Interchange converters are used to convert data sent from one system to another. Conversions done from one internal code set to another require code set converters. Whether data must be converted from a sender's code set to a receiver's code set, or 8-bit data must be converted into 7-bit data form, a uniform interface is required. The iconv subroutines provide this interface.

Standard Converters

There are standard converters for use with the iconv command and subroutines. The following list describes the different types of converters.

For a list of converters, see AIX 5L Version 5.1 General Programming Concepts: Writing and Debugging Programs.

Converter Type

Table converter
Converts single-byte stateless code sets. Performs a table translation from one byte to another byte
Multibyte converter
Provides conversions between multibyte code sets; for example, between Japanese PC Code (IBM-943 and IBM-932) or Japanese Code (IBM-eucJP) and IBM Japanese Host Code Sets (IBM-930 and IBM-939).

Interchange Converter Types

7-bit converter
Converts between internal code sets and standard interchange formats (7-bit)
8-bit converter
Converts between internal code sets and standard interchange formats (8-bit)
Compound text converter
Converts between compound text and internal code sets
uucode converter
Provides the same mapping as the uuencode and uudecode commands
Miscellaneous converters
Used by some of the converters listed previously.

Understanding iconv Libraries

The iconv facility consists of a set of functions that contain the data and logic to convert from one code set to another. The utility also includes the iconv command, which converts data. A single system can have several converters. The LOCPATH environment variable determines the converter that the iconv subroutines use.

Note: All setuid and setgid programs ignore the LOCPATH environment variable.

Universal UCS Converter

UCS-2 is a universal 16-bit encoding (see the code set overview in AIX 5L Version 5.1 General Programming Concepts: Writing and Debugging Programs) that can be used as an interchange medium to provide conversion capability between virtually any code sets. The conversion can be accomplished using the Universal UCS Converter, which converts between any two code sets XXX and YYY as follows:

XXX <-> UCS-2 <-> YYY

The XXX and YYY conversions must be included in the supported List of UCS-2 Interchange Converters, and must be installed on the system.
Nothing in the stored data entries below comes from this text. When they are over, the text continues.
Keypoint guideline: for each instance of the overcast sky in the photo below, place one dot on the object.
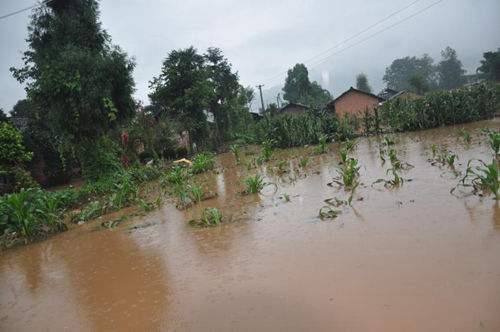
(263, 38)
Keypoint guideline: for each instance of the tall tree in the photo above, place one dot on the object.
(398, 74)
(449, 70)
(3, 116)
(362, 83)
(74, 74)
(299, 89)
(490, 66)
(183, 91)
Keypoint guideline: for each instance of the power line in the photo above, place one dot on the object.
(17, 12)
(24, 9)
(361, 32)
(378, 32)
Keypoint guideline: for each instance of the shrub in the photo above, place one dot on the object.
(254, 184)
(209, 217)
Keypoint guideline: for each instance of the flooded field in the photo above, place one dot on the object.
(410, 259)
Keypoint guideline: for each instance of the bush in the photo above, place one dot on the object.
(298, 130)
(13, 159)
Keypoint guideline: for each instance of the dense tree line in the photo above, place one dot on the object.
(79, 114)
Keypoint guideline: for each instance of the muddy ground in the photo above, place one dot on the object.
(412, 259)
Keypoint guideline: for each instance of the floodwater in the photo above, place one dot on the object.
(411, 259)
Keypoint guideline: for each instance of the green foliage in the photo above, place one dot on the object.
(75, 75)
(328, 212)
(236, 151)
(196, 193)
(203, 162)
(267, 149)
(449, 70)
(322, 146)
(254, 184)
(490, 66)
(362, 83)
(12, 150)
(439, 109)
(150, 136)
(13, 160)
(176, 176)
(183, 90)
(494, 141)
(100, 159)
(303, 162)
(210, 217)
(290, 131)
(465, 134)
(299, 89)
(483, 178)
(30, 213)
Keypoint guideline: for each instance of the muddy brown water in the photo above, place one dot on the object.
(412, 259)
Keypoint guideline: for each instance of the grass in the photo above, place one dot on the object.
(482, 178)
(267, 150)
(210, 217)
(203, 162)
(465, 135)
(196, 193)
(494, 141)
(236, 151)
(303, 162)
(254, 184)
(328, 212)
(322, 146)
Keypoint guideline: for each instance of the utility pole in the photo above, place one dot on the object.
(261, 99)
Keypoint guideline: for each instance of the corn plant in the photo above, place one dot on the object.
(483, 178)
(465, 135)
(328, 212)
(235, 150)
(267, 150)
(209, 217)
(322, 146)
(196, 193)
(286, 197)
(303, 162)
(494, 140)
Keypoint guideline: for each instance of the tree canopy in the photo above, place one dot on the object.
(362, 83)
(299, 89)
(490, 66)
(449, 70)
(74, 74)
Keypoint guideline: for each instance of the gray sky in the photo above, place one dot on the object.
(263, 38)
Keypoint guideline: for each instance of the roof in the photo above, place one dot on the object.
(358, 91)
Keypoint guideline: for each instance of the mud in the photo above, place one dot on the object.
(411, 259)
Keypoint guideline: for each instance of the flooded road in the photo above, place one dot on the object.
(412, 259)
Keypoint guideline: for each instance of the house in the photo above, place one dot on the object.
(293, 109)
(354, 102)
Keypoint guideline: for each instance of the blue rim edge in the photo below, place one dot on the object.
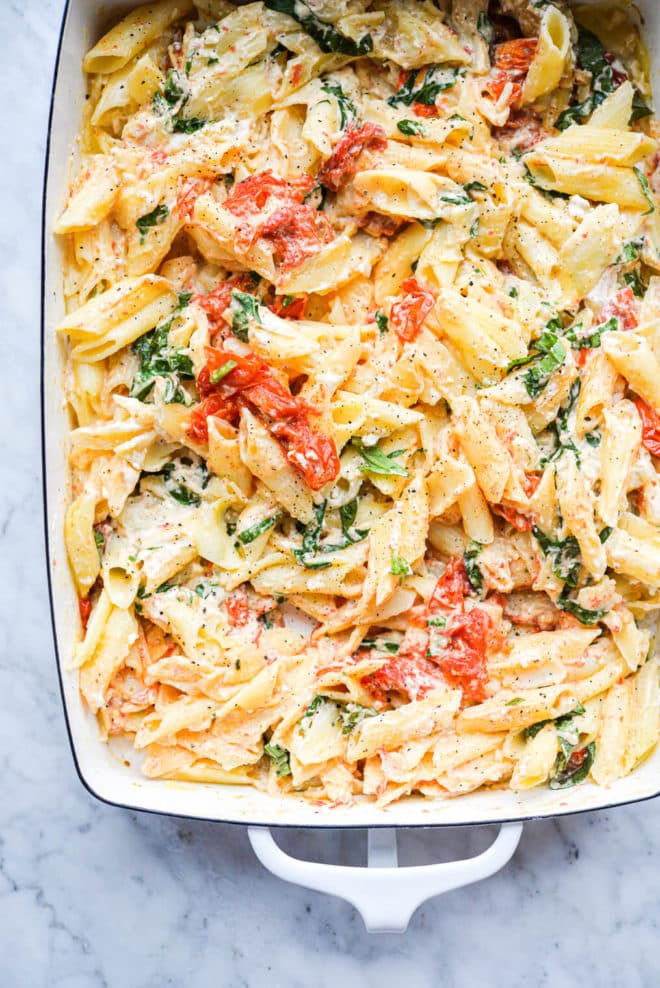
(428, 825)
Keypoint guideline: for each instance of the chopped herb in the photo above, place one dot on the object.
(347, 108)
(381, 645)
(227, 368)
(280, 758)
(325, 35)
(583, 614)
(563, 555)
(250, 534)
(172, 91)
(570, 771)
(158, 359)
(646, 191)
(411, 128)
(472, 552)
(375, 461)
(156, 216)
(634, 280)
(398, 565)
(243, 307)
(434, 81)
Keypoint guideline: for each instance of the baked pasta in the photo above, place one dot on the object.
(363, 348)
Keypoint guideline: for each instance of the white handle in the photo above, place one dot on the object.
(385, 896)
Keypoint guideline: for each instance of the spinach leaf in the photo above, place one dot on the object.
(243, 307)
(325, 35)
(435, 80)
(381, 322)
(250, 534)
(411, 128)
(583, 614)
(472, 552)
(156, 216)
(347, 109)
(280, 759)
(571, 769)
(158, 359)
(564, 556)
(375, 461)
(398, 565)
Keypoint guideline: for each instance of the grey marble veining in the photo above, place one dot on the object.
(95, 896)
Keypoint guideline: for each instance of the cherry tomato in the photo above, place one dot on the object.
(407, 315)
(650, 426)
(343, 162)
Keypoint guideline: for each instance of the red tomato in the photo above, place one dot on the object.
(293, 309)
(423, 110)
(311, 452)
(519, 521)
(408, 314)
(515, 56)
(238, 613)
(216, 405)
(623, 307)
(650, 426)
(191, 190)
(251, 195)
(343, 162)
(414, 676)
(295, 232)
(85, 608)
(463, 663)
(452, 588)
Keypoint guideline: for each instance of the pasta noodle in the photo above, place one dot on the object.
(362, 363)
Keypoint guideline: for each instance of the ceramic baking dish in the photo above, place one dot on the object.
(385, 895)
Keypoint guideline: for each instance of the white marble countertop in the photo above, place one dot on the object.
(96, 896)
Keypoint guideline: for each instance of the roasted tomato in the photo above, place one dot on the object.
(190, 191)
(238, 612)
(294, 232)
(623, 307)
(251, 382)
(515, 56)
(463, 662)
(311, 452)
(413, 676)
(251, 195)
(521, 522)
(343, 162)
(407, 315)
(650, 426)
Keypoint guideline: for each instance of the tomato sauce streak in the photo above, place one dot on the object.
(251, 382)
(343, 162)
(407, 315)
(650, 426)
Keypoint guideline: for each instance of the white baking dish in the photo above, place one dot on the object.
(386, 897)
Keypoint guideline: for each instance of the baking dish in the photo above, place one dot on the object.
(385, 896)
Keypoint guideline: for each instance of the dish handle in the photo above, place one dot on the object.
(385, 895)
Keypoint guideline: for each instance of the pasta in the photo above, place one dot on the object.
(362, 363)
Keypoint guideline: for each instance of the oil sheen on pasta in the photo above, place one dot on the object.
(363, 350)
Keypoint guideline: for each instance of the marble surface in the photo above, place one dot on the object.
(95, 896)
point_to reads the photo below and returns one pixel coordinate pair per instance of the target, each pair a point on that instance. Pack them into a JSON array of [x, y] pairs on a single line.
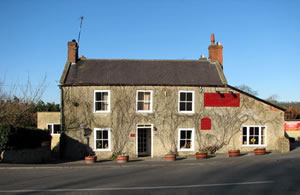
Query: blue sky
[[261, 38]]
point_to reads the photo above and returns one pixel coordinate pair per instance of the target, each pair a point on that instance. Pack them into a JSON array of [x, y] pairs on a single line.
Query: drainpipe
[[62, 120]]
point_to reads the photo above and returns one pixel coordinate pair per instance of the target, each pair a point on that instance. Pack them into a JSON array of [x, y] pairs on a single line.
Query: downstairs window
[[254, 136]]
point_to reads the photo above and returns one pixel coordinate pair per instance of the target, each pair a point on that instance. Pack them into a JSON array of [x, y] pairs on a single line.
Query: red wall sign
[[221, 100], [292, 126], [205, 124]]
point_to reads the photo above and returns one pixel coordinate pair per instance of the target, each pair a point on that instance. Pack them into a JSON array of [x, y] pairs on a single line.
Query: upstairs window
[[254, 135], [54, 128], [102, 139], [144, 101], [186, 102], [102, 101]]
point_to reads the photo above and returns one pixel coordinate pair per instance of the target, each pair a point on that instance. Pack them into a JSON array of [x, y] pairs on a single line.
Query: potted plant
[[201, 154], [234, 153], [122, 158], [90, 159], [259, 151], [170, 156]]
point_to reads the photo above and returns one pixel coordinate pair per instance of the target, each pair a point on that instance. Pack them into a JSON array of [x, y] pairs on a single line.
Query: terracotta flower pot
[[122, 158], [46, 144], [90, 159], [233, 153], [259, 151], [201, 155], [170, 157]]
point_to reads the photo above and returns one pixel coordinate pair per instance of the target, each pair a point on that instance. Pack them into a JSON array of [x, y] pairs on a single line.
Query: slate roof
[[143, 72]]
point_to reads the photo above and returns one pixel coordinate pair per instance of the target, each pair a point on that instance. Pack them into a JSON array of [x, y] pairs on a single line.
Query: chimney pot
[[72, 51], [215, 51]]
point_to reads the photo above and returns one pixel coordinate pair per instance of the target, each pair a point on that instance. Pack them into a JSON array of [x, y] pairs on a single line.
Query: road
[[268, 174]]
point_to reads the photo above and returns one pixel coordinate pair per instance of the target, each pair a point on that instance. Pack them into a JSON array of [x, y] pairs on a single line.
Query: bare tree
[[17, 105]]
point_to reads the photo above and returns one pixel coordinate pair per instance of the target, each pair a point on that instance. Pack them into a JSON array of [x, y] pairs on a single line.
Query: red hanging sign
[[221, 99]]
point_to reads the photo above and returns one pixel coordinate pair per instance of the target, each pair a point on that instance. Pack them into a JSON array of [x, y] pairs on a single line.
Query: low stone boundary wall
[[37, 155]]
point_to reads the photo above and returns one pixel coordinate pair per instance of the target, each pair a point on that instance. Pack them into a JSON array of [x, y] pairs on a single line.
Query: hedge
[[21, 137]]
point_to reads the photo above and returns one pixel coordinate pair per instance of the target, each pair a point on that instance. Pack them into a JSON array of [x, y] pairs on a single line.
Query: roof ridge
[[124, 59]]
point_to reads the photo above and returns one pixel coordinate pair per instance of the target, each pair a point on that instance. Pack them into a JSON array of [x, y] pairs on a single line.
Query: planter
[[122, 158], [46, 144], [170, 157], [201, 155], [259, 151], [90, 159], [233, 153]]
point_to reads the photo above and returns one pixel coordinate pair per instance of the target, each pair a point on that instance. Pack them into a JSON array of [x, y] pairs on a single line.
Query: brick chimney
[[72, 51], [215, 51]]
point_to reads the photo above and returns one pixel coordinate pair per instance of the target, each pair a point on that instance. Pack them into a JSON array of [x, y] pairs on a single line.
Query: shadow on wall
[[71, 149]]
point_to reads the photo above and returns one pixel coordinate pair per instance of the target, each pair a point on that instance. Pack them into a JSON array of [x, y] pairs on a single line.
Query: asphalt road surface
[[268, 174]]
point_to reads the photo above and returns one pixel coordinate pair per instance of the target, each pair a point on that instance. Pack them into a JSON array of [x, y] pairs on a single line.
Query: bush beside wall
[[21, 138]]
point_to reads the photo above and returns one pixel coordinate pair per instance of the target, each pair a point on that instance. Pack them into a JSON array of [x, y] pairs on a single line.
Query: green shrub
[[5, 132], [21, 138]]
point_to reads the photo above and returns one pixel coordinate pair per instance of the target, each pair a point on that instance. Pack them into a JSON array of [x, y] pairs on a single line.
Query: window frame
[[151, 101], [192, 140], [259, 136], [108, 101], [95, 139], [193, 102], [52, 130]]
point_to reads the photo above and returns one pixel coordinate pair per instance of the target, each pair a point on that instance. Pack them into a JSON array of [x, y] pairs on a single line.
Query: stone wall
[[77, 112]]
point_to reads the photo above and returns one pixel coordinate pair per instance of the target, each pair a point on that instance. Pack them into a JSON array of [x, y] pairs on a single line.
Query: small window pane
[[189, 106], [105, 96], [182, 106], [140, 95], [244, 140], [244, 130], [146, 106], [105, 144], [251, 131], [99, 135], [189, 97], [105, 134], [182, 143], [140, 105], [263, 131], [147, 96], [56, 129], [182, 96], [99, 144], [182, 135], [102, 139], [188, 144], [98, 96], [189, 134], [256, 130]]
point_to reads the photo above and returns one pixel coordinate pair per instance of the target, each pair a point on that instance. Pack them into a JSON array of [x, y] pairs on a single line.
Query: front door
[[144, 140]]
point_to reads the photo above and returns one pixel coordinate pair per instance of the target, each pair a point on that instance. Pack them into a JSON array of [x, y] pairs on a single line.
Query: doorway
[[144, 140]]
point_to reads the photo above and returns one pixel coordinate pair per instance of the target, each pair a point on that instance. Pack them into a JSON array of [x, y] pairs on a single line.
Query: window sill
[[102, 150], [141, 111], [186, 150], [101, 112], [254, 146]]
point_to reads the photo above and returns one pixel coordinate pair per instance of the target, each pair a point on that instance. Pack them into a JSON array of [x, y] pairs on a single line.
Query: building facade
[[152, 107]]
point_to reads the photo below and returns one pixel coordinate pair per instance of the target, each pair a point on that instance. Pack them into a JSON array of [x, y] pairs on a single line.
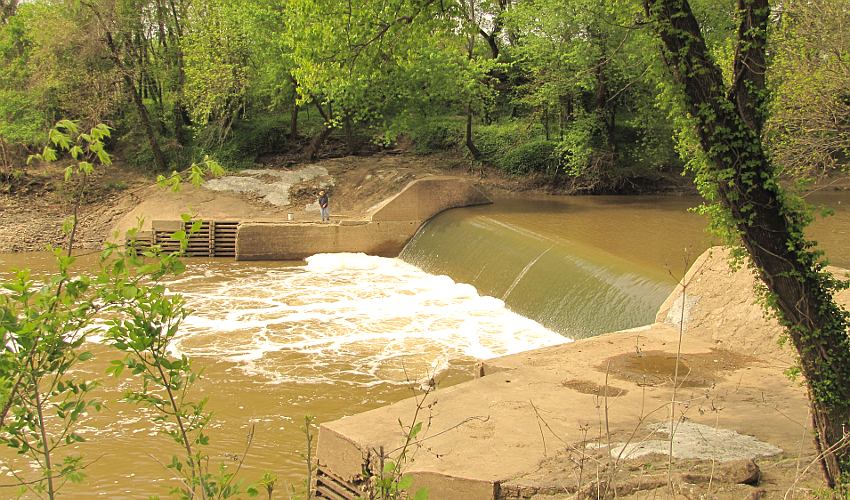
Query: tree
[[741, 177], [809, 127]]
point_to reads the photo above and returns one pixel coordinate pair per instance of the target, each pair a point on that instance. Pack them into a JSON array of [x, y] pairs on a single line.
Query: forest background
[[573, 92]]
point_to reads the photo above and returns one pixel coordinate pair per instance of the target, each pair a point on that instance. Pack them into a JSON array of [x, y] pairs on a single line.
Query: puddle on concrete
[[659, 367], [696, 441]]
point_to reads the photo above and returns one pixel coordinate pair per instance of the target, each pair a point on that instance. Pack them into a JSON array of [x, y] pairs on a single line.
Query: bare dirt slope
[[118, 199]]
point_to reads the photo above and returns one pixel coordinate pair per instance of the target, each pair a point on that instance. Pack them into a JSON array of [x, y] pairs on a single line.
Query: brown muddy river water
[[344, 333]]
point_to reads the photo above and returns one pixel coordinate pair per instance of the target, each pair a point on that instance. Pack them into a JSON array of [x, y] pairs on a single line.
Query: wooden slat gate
[[213, 238]]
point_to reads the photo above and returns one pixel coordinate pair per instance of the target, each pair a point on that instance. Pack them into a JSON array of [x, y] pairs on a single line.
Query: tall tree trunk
[[319, 139], [293, 116], [159, 159], [745, 181], [348, 129], [8, 9], [470, 144]]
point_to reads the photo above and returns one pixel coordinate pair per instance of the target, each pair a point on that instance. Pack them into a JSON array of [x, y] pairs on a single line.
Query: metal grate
[[334, 487], [213, 238]]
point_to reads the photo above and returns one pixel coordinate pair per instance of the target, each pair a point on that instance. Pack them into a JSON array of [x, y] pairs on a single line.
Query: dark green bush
[[436, 135], [536, 156]]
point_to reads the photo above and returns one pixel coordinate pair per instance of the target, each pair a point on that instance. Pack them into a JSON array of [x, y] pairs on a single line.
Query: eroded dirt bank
[[117, 199]]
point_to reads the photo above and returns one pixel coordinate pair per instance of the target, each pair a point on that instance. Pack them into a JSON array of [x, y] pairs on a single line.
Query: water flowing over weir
[[346, 319], [568, 286]]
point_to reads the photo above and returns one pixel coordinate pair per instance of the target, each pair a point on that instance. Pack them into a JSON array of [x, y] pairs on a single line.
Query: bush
[[536, 156], [436, 135]]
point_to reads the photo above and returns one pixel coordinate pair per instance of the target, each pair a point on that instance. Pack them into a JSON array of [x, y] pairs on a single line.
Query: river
[[345, 333]]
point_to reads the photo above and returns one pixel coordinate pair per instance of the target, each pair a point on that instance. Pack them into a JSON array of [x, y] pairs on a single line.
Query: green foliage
[[436, 135], [537, 156]]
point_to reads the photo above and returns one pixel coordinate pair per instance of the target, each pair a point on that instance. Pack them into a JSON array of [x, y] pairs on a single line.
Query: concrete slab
[[389, 226]]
The universal converter is installed as the file /usr/lib/nls/loc/iconv/Universal_UCS_Conv. A new conversion can be supported by creating a new link with the appropriate name in the /usr/lib/nls/loc/iconv directory. For example, to support new converters between IBM-850 and IBM-437, you can execute the following commands:

ln -s /usr/lib/nls/loc/iconv/Universal_UCS_Conv
/usr/lib/nls/loc/iconv/IBM-850_IBM-437
 
ln -s /usr/lib/nls/loc/iconv/Universal_UCS_Conv
/usr/lib/nls/loc/iconv/IBM-437_IBM-850

Attention: If a converter link is created for incompatible code sets (for example, ISO8859-1 and IBM-eucJP), and if the source data contains characters that do not exist in the target code set, significant data loss can result.

The conversion between multibyte and wide character code depends on the current locale setting. Do not exchange wide character codes between two processes, unless you have knowledge that each locale that might be used handles wide character codes in a consistent fashion. Most locales for this operating system use the Unicode character value as a wide character code, except locales based on the IBM-850 and IBM-eucTW codesets.